Il Re di cui parla nel brano accennato Malachia, è il Re dei Re, è Cristo. E le penne attraverso le quali egli dette salvezza al mondo, tutti sappiamo che furono quelle dei quattro Evangelisti, assistite dallo Spirito Santo. Avvertano dunque gli Evangelisti dei Re, la verità, la purezza, la integrità che le loro penne devono prendere ad esempio; e come debbano esse muoversi non per il loro tornaconto, ma per l'ispirazione suprema. Se le loro scritture le poniamo sul capo come Scritture Sacre, sia ognuna di esse un Vangelo umano.

Supposto dunque che ciò non solo è possibile, ma è già avvenuto, sarà bene che si sappia quanto basta per falsificare una Scrittura. Basterà cambiare un nome o un numero? Io dico che basta molto meno. Non è necessario per falsificare una scrittura cambiare nomi, parole, cifre, e neppure lettere: basta cambiare un punto o una virgola.
Le parole sono importanti perché formano e fissano un pensiero; i punti e le virgole perché formano e fissano il significato. Vi faccio un esempio Surrexit: non est hic (Nota 31): Risorse: non è qui. Con queste parole l'Evangelista ci dice che Cristo risorse: e con le stesse parole, solo cambiando la punteggiatura, un eretico ci può dire che Cristo non risuscitò: Surrexit?
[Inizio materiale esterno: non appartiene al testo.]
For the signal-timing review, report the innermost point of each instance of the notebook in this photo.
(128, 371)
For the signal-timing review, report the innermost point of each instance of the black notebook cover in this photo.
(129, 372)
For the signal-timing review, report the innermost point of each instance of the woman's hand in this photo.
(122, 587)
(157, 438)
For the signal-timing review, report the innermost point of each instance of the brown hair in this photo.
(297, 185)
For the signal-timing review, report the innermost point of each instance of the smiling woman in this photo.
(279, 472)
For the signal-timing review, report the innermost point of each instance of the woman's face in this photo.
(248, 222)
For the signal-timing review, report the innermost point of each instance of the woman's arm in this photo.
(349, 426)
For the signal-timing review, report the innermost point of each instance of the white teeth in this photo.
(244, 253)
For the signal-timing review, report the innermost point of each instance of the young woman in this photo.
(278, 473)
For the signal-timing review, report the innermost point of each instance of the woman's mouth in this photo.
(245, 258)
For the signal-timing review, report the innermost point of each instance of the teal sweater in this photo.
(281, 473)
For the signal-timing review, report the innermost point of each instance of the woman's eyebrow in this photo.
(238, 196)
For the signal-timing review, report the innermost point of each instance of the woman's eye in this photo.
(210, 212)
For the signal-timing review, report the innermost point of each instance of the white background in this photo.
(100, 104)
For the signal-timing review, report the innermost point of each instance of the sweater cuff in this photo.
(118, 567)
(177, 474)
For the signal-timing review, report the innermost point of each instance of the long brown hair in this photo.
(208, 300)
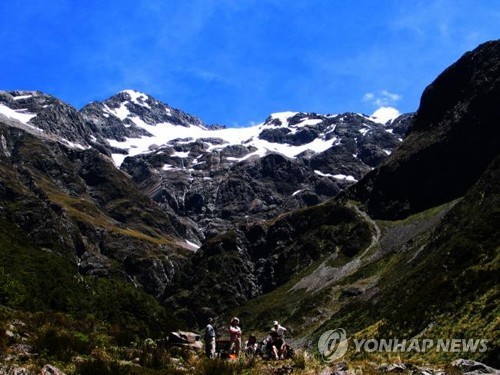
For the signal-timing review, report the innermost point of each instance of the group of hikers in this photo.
(272, 347)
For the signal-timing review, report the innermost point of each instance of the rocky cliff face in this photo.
(75, 203)
(454, 137)
(185, 181)
(428, 269)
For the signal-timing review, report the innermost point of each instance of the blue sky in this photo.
(236, 61)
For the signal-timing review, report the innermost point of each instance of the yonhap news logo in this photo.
(333, 344)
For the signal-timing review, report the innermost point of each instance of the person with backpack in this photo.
(209, 338)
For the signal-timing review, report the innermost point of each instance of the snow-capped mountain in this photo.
(212, 174)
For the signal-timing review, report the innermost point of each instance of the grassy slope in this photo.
(439, 282)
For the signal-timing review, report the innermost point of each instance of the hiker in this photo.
(235, 336)
(277, 345)
(251, 345)
(209, 338)
(280, 330)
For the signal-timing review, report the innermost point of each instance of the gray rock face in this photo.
(177, 192)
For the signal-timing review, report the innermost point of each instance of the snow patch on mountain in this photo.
(384, 114)
(165, 132)
(19, 114)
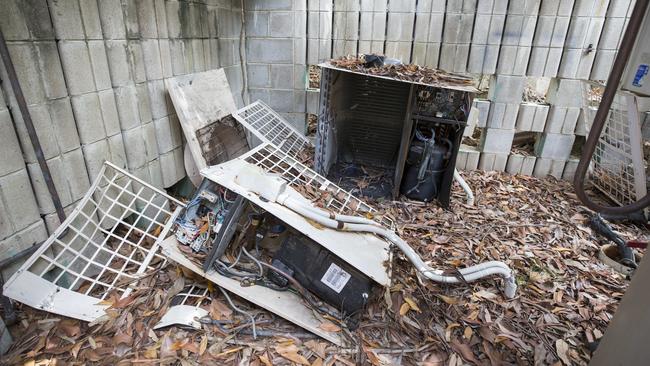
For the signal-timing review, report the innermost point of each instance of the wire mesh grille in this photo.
(109, 239)
(269, 126)
(309, 183)
(613, 163)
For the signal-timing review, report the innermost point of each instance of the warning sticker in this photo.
(335, 278)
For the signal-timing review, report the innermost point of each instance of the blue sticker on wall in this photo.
(640, 73)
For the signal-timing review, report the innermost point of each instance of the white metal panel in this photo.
(366, 252)
(199, 100)
(283, 303)
(269, 126)
(186, 307)
(109, 240)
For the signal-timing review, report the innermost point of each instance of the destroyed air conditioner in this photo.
(406, 133)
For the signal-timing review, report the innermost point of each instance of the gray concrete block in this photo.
(167, 134)
(99, 62)
(165, 58)
(270, 51)
(66, 17)
(12, 159)
(23, 239)
(127, 107)
(281, 76)
(89, 117)
(281, 24)
(108, 108)
(136, 61)
(76, 64)
(554, 146)
(496, 140)
(112, 19)
(118, 63)
(50, 69)
(136, 152)
(130, 10)
(44, 130)
(257, 24)
(506, 89)
(147, 18)
(43, 198)
(64, 124)
(158, 98)
(19, 199)
(25, 62)
(90, 18)
(152, 62)
(13, 22)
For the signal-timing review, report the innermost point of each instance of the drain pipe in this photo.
(465, 186)
(274, 189)
(29, 125)
(627, 44)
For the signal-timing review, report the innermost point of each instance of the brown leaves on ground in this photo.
(566, 297)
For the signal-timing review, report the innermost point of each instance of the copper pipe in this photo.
(613, 82)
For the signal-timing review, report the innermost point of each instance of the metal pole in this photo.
(31, 131)
(627, 44)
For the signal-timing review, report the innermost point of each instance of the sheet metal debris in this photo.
(106, 244)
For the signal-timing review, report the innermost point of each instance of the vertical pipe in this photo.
(29, 125)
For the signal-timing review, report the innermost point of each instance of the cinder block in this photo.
(90, 18)
(503, 116)
(147, 18)
(44, 130)
(25, 62)
(66, 17)
(554, 146)
(281, 24)
(506, 89)
(136, 61)
(545, 167)
(532, 117)
(496, 140)
(89, 117)
(19, 200)
(76, 63)
(64, 125)
(50, 69)
(118, 63)
(153, 65)
(270, 50)
(43, 198)
(12, 159)
(99, 64)
(18, 241)
(109, 112)
(112, 19)
(127, 107)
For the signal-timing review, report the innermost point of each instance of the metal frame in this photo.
(618, 166)
(109, 240)
(364, 251)
(269, 126)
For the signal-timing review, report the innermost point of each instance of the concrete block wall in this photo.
(93, 73)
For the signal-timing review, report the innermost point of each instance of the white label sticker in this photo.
(335, 278)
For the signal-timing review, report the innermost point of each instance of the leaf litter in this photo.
(565, 300)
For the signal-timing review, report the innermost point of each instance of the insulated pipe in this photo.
(627, 44)
(468, 274)
(465, 186)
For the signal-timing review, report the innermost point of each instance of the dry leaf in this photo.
(562, 349)
(290, 352)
Non; est hic. Risorse? No; egli è qui.
Se il solo cambiamento di un punto o di una virgola può provocare tanti errori e tanti danni, che cosa avverrebbe mai se si giungesse a cambiare, togliere o aggiungere parole, se si tacessero delle righe, se si saltassero dei capitoli, se si seppellissero carte e informazioni, o se invece di presentarle a chi potrebbe far del bene si presentassero a coloro che prenderanno occasione per praticare vendette?
Tutto questo male può essere contenuto in una penna. E io non capisco come non possa essere contenuto in una confessione. È certo infatti che coloro che compiono queste azioni si confessano, e molte volte. E non manca chi assolve queste confessioni o chi vuole dannarsi per dare queste assoluzioni.
Ma io non assolvo i confessati e non condanno i confessori; perché io mi stupisco insieme con le turbe: Et admiratae sunt turbae.